Moving beyond his run of standout horror flicks, director Soi Cheang turned towards highly-charged romance and crime territory with Love Battlefield.

Niki Chow and Eason Chan play a couple on the verge of breaking up when heavily-armed drug runners cross their paths and bring them close again.

When their car is stolen and a trip to Europe is called off, Ka-yui (Chan) and Ching (Chow) head different ways. Ka-yui soon spots the missing car at a factory building’s carpark but gets kidnapped by the gang that stole it. As a nurse, Ka-yui is forced to tend to their gunshot wounds and serve as driver. Ching soon finds out that her man has been taken hostage, gets on the trail with no help from the police and gets caught in the drama herself.
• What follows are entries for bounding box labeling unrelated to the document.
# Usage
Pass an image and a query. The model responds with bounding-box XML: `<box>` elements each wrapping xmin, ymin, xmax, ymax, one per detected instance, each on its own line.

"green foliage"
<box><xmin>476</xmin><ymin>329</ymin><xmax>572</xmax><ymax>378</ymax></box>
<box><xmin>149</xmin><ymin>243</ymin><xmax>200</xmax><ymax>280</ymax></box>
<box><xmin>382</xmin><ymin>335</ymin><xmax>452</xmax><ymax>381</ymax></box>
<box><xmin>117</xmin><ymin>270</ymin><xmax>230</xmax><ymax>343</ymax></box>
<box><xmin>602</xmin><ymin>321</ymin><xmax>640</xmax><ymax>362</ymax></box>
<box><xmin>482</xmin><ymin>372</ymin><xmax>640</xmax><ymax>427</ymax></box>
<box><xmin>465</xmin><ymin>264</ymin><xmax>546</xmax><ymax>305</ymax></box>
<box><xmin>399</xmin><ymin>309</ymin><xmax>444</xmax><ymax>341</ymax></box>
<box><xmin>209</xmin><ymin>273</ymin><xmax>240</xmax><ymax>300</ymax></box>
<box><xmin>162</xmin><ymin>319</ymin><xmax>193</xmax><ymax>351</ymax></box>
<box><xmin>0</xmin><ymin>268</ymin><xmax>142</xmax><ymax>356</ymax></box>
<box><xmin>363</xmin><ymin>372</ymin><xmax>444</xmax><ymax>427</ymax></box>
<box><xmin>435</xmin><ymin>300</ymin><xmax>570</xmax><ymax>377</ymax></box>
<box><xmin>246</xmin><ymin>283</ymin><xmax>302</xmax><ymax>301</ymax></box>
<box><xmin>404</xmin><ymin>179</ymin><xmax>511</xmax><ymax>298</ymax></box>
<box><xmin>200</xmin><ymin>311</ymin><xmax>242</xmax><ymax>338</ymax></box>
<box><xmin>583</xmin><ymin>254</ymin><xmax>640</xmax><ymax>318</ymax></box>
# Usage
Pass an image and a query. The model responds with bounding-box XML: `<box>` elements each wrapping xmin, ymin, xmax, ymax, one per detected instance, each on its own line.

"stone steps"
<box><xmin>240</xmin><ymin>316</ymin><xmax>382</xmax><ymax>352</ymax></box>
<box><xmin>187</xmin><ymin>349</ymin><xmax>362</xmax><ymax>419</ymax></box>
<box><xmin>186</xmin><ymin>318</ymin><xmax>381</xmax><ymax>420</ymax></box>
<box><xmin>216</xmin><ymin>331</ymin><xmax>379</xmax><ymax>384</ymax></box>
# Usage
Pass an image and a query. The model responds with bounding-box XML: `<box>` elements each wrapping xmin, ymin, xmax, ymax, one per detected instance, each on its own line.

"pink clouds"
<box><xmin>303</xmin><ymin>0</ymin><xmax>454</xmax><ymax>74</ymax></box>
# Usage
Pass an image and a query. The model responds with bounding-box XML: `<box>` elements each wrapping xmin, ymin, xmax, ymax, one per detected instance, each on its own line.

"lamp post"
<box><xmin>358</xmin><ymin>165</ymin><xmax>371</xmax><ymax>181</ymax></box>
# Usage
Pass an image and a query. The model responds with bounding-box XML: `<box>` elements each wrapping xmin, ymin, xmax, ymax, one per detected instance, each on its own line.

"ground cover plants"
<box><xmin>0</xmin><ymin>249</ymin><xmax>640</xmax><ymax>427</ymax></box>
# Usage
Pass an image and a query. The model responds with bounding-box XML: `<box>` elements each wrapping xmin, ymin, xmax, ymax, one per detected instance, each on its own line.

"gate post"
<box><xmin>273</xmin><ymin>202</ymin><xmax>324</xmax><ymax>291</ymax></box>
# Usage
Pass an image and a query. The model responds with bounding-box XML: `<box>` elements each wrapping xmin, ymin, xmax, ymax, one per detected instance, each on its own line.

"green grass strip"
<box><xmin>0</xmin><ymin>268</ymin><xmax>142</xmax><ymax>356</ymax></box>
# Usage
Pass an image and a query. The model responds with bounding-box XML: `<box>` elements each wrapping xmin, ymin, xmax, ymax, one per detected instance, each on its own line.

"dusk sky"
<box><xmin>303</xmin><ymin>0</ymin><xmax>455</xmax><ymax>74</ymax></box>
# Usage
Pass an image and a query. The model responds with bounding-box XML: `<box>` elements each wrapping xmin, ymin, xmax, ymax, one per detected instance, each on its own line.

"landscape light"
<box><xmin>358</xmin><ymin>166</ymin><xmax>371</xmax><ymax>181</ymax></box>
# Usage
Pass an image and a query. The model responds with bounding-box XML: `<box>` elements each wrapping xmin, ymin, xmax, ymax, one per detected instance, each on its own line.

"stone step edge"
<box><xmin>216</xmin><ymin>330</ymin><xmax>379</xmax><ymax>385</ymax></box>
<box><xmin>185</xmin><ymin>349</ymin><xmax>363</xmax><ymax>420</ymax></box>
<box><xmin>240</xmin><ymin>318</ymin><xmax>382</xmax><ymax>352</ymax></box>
Extreme with emotions and ambitious in scope, Love Battlefield builds compelling characters on both sides of the law, with Ka-yui and Ching launched with enough back-story to establish their fragile relationship and a theme of taking things for granted is eventually hammered in through their story. The mainland gang members come across as a tightly knit family under a husband and wife team and are never written off in crude stereotypes. Like in earlier his horror movies Horror Hotline… Big Head Monster and New Blood, Cheang shows his flair with strong atmospherics, presented here with a largely blue-tinted palette as tension builds fast. Intriguing editing adds to the appeal, including an odd recurring feature of crime scene snapshots inserted ahead of killings. Eason Chan handles his shift to heroics convincingly while Niki Chow puts in another promising performance after Cheang’s New Blood. Wang Zhiwen is classy as the gang leader and Qin Hailu makes a welcome return to Hong Kong cinema as his wife.